Friday, June 26, 2015

Java: Leak, or Memory Pressure?

I recently encountered a memory allocation issue that I hadn’t seen before in (many) years of programming in GC languages (primarily Lisp/Java). The initial indication of a problem occurred a few months ago when a long running process (fetch data from web service, store data in mysql db, analyze data, store results in mysql) ran into a GC overhead error:

java.lang.OutOfMemoryError: GC overhead limit exceeded
running with a -Xmx ~ 200M. 

I did some profiling, found a few leaks, but couldn’t make the problem disappear. I also looked at it again in Netbeans, profiling recording the allocation stack trace. Although I did find a leak caused by some of my Hibernate query constructs (repetitively generating a string rather than using a named query), a complete diagnosis evaded me.

This week, as part of optimizing the process for final hosting on AWS, I revisited the issue: tightening the memory allocation to more quickly induce failure, and watching the GC logs. The GC logs yielded this surprising result:

11665.495: [Full GC (Ergonomics) 77812K->73371K(79872K), 0.0841821 secs]
11665.602: [Full GC (Ergonomics) 77812K->73371K(79872K), 0.0847730 secs]
11665.708: [Full GC (Ergonomics) 77812K->73395K(79872K), 0.0770183 secs]
11665.800: [Full GC (Ergonomics) 77812K->73371K(79872K), 0.0828496 secs]
11665.905: [Full GC (Ergonomics) 77812K->73369K(79872K), 0.0871271 secs]
11666.019: [Full GC (Ergonomics) 77812K->73369K(79872K), 0.0756355 secs]

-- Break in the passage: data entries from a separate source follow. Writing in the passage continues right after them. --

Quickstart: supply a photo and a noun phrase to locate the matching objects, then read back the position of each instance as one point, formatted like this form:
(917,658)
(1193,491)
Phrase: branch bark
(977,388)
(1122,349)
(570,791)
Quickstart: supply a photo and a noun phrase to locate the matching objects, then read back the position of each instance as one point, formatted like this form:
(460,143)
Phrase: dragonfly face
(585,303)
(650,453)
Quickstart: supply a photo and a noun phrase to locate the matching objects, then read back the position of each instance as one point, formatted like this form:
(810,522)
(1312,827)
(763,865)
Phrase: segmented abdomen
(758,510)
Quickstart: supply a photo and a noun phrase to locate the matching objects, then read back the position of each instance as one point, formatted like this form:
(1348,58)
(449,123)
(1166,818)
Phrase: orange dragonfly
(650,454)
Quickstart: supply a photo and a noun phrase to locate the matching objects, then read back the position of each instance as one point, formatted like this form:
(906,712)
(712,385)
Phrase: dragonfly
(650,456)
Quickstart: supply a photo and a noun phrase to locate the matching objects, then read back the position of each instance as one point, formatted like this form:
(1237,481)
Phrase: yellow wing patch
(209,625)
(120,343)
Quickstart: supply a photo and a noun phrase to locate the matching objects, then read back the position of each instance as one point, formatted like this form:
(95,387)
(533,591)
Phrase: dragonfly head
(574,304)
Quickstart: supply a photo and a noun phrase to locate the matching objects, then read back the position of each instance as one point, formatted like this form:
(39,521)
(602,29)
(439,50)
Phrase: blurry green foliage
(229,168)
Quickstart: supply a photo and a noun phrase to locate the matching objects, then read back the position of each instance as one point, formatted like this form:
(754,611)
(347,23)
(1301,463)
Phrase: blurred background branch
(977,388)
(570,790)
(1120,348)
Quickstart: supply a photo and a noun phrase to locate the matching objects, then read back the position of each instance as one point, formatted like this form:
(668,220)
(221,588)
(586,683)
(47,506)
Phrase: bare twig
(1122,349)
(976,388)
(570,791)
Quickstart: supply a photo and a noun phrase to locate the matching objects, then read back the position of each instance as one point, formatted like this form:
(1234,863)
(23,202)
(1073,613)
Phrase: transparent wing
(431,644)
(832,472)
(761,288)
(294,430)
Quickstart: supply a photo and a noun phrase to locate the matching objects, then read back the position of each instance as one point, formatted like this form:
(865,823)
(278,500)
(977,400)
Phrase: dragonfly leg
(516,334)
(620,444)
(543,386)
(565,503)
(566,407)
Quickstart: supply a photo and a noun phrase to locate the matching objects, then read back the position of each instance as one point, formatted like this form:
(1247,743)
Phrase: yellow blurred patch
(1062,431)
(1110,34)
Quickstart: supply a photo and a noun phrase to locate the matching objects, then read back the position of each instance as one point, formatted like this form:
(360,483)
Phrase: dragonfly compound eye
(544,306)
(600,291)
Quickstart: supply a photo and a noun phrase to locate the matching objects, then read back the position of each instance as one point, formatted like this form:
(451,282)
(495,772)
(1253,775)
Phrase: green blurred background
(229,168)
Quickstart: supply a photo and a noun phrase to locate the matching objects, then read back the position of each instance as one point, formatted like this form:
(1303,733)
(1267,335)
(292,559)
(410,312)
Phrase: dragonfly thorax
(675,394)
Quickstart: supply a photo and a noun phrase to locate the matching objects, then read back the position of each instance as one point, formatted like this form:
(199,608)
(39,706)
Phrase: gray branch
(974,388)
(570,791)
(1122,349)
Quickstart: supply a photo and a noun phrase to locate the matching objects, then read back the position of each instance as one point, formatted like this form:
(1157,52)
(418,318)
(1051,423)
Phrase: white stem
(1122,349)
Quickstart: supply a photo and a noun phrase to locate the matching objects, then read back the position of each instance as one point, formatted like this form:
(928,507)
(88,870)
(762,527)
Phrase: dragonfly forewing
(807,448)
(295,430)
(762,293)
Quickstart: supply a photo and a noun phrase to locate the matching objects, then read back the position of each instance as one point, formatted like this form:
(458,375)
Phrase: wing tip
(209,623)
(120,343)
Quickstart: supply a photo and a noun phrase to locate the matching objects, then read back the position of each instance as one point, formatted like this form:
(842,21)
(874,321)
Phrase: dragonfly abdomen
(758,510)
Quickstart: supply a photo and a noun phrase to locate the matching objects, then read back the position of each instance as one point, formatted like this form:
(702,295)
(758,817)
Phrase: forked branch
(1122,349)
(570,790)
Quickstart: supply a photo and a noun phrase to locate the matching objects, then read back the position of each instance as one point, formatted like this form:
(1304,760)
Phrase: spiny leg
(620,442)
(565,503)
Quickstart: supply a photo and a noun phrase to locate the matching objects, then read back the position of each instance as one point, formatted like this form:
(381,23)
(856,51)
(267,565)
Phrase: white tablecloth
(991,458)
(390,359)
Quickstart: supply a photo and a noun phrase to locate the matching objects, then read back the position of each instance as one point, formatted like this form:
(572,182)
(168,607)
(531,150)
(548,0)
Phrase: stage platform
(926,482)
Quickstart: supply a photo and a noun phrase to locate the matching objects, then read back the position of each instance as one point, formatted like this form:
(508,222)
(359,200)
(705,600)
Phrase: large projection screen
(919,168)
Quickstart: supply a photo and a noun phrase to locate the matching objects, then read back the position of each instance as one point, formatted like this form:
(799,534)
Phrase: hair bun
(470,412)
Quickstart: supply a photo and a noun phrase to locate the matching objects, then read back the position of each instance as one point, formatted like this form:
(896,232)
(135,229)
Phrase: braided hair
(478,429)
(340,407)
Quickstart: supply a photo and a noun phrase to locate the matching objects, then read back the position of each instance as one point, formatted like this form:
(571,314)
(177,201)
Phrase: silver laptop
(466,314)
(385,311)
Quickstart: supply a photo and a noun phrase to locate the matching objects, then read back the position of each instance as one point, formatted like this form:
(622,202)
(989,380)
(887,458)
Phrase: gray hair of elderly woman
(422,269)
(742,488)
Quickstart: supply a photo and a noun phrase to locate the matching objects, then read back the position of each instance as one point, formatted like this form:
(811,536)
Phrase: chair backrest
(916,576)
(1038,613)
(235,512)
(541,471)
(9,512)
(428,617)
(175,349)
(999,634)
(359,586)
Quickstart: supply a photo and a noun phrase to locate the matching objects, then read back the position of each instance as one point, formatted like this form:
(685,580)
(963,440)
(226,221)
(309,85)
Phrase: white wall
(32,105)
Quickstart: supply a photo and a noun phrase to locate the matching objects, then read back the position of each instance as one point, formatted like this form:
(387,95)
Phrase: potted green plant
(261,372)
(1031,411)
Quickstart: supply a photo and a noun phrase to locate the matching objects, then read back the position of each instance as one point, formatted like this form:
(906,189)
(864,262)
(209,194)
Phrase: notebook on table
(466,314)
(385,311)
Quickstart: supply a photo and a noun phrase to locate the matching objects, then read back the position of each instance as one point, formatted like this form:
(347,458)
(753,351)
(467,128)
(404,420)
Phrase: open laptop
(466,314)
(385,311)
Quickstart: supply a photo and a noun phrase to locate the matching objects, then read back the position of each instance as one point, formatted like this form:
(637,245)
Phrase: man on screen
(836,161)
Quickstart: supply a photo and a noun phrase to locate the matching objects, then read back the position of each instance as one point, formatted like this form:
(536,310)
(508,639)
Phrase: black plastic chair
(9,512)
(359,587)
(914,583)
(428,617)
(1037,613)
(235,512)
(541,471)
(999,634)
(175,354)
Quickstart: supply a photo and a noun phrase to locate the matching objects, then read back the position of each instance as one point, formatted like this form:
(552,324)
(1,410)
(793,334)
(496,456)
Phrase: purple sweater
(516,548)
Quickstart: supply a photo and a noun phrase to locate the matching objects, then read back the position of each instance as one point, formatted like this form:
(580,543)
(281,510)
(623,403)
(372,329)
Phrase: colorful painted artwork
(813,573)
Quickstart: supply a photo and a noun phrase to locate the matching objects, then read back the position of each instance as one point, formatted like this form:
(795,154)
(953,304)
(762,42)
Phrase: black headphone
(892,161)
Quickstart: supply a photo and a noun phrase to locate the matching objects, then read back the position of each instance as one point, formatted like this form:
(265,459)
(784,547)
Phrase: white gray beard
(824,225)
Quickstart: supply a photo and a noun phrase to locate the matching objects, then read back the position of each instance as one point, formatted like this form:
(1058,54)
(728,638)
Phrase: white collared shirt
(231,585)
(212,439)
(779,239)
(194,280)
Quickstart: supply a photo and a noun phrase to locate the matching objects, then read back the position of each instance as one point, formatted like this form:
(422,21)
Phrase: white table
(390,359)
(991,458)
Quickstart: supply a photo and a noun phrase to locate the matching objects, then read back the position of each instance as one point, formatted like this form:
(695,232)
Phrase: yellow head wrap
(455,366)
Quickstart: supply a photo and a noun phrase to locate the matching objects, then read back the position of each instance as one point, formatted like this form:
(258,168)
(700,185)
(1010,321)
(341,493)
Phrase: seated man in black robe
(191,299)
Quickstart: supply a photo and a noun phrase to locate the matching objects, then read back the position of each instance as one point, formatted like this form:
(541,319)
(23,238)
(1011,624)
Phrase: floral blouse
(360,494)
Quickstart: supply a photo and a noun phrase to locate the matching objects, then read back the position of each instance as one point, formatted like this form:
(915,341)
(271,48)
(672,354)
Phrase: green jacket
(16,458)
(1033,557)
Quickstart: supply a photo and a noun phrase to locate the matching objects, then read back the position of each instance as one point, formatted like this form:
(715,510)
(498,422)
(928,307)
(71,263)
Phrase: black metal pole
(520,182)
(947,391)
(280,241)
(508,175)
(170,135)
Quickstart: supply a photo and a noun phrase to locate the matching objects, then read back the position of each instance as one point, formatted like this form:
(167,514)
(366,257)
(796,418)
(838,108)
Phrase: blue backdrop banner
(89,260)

There was no memory leak (explaining, in part, why it was so hard to find…)! The process ran for ~ 2 hours before finally hitting

java.lang.OutOfMemoryError: GC overhead limit exceeded

This isn’t a surprise, given the log messages above: 6 FULL gc’s in ~ half a second — the process was spending a lot of time in the GC.

Poking around the web a bit I found a thread on StackOverflow suggesting use of 


With this setting, the process reached the final “tenured memory” value quickly and stayed there for a while. However, the process began running very slowly, and the GC still couldn’t keep up, eventually yielding a straight up, vanilla 

java.lang.OutOfMemoryError: Java heap space

Again, this happened even though the tenured heap memory was stable and the value hadn’t increased for hours.

So, what’s going on? Memory pressure. Memory pressure indicates the ability of the memory management infrastructure to keep up with the processes that depend on it. In this case the management infrastructure consists of GC, marking (+ potentially compacting) free areas, and putting them on the free list. The dependent process is the Java analysis program. 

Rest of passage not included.